Omnia Vincit Amor
Love Conquers All. We think that's a romantic triumphant phrase. Or else we cynically believe that it isn't true. But I ran across a passage in a book I've been reading that has given me an entirely different way of looking at the phrase. I'm so tempted to copy that passage here because it's beautifully written but ... okay, I'll type part of it ... hang on while I grab the book ...
"Love Conquers All
In seventh grade, at a small souvenir stand in New York, I bought a silver bracelet with that inscription for a girl named Jenny Harlow. I thought it was, in one stroke, a portrait of the young man she wanted to date: cosmopolitan, with its Manhatten pedigree; romantic with it's poetic-sounding motto; and classy, with it's understated shine. I left the bracelet in Jenny's locker on Valentine's Day, then waited all day long for a response, thinking she was sure to know who'd left it.
Cosmopolitan, romantic, and classy, unfortunately, didn't form a trail of breadcrumbs leading directly back to me. An eighth grader named Julius Murphy must've had that combination of virtues in much greater supply than I did, because it was Julius who got a kiss from Jenny Harlow at the end of the day, while I was left with nothing but a dark suspicion that the family vacation in New York had been for naught.

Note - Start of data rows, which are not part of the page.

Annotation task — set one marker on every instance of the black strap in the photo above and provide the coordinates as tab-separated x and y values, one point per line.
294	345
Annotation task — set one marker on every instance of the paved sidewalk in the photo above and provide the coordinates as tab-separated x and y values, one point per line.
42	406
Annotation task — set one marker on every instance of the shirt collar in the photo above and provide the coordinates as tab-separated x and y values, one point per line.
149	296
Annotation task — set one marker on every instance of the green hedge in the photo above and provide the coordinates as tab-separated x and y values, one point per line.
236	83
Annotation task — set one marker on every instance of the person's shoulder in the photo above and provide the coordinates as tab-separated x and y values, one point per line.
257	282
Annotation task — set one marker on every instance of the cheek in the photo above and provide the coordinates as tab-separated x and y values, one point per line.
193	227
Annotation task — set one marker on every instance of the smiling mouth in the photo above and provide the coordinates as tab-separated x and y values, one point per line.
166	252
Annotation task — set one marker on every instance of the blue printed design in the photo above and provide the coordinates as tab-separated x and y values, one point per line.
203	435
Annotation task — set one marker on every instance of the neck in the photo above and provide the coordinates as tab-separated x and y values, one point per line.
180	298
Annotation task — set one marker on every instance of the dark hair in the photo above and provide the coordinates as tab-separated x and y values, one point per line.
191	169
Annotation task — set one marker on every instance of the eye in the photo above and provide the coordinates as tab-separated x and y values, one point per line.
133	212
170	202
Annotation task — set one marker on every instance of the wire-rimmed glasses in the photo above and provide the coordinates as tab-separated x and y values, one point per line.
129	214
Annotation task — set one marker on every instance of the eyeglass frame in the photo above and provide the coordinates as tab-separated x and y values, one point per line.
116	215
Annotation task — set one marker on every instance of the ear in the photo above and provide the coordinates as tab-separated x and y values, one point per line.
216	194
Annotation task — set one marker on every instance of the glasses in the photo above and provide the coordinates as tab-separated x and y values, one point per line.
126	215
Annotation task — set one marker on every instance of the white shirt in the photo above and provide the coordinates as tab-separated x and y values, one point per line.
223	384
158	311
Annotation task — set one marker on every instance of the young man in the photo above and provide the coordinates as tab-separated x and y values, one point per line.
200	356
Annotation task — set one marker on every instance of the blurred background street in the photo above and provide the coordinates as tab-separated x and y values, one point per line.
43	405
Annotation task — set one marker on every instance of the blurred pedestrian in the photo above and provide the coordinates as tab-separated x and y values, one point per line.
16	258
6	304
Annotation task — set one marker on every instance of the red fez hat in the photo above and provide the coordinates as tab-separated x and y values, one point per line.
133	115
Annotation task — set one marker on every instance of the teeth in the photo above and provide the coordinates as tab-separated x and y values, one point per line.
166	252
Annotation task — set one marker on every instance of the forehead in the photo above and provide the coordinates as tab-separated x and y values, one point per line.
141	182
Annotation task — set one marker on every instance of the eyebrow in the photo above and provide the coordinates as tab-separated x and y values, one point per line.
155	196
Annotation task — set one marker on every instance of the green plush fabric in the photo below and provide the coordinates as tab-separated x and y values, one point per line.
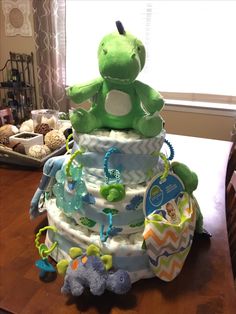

The whole experience. like so much of childhood, was built on misunderstanding. It woudn't occur to me until much later that the bracelet wasn't made in New York, any more than it was made of silver. But that very Valentine's night, my father explained the particular misinterpretation he found most telling, which was that the poetic-sounding motto wasn't quite as romantic as Julius, Jenny, and I thought.
"You may have gotten the wrong impression from Chaucer," he began, with the smile of paternal wisdom. "There's more to 'love conquers all' than just the Prioress's brooch."
I sensed that this was going to be a lot like the conversation we'd had about babies and storks a few years before: well intentioned, but based on a serious misunderstanding about what I'd been learning in school.
A long explanation followed, about Virgil's tenth eclogue and omnia vincit amor, with digressions about Sithonian snows and Ethiopian sheep, all of which mattered a lot less to me than why Jenny Harlow didn't think I was romantic, and why I'd found such a useless way of blowing twelve dollars. If love conquered all, I decided, then love had never met Julius Murphy.
But my father was a wise man in his way, and when he saw he wasn't getting through to me, he opened a book and showed me a picture that made his point for him.
"Agostino Carracci made this engraving, called "Love Conquers All," he said, "What do you see?"
On the right side of the picture were two naked women. On the left side a baby boy was beating up a much larger and more muscular satyr.
"I don't know," I said, unsure which side of the picture I was supposed to be learning from."
"That," my father said, pointing to the boy, "is Love."
He let it sink in.
"He's not supposed to be on your side. You fight with him; you try to undo what he does to others. But he's too powerful. No matter how much we suffer, Virgil says, our hardships cannot move him."
...This world is a Jenny Harlow, I think; we're all just fishermen telling stories about the one that got away. But to this day, I'm not sure how Chaucer's Prioress interpreted Virgil, or now Virgil interpreted love. All that stays with me is the picture my father showed me, the part he never said a word about, where the two naked women are watching Love bully the satyr. I've always wondered why Carracci put two women in that engraving when he only needed one. Somewhere in that is the moral I took from the story: in the geometry of love, everything is triangular. For every Tom and Jenny, there is a Julius; for every Katie and Tom there is a Francesco Colonna; and the tongue of desire is forked, kissing two but loving one. Love draws lines between us like an astronomer plotting a constellation from stars, joining points into patterns that have no basis in nature. The butt of every triangle is the heart of another, until the roof of reality is a tessellation of love affairs. Taken together, they have the pattern of netting; and behind them I think, is Love. Love is the only perfect fisherman, the one who casts the broadest net, which no fish can escape. His reward is to sit alone in the tavern of life, forever a boy among men, hoping someday to tell stories about the one that got away."
from The Rule of Four a novel by Ian Caldwell and Dustin Thomason
So what do YOU think? Is this the nature of Love? I have thoughts on the subject that I'll be coming back to share over the next several days. Please, pull up a chair, have a cup of tea, and join me in the discussion.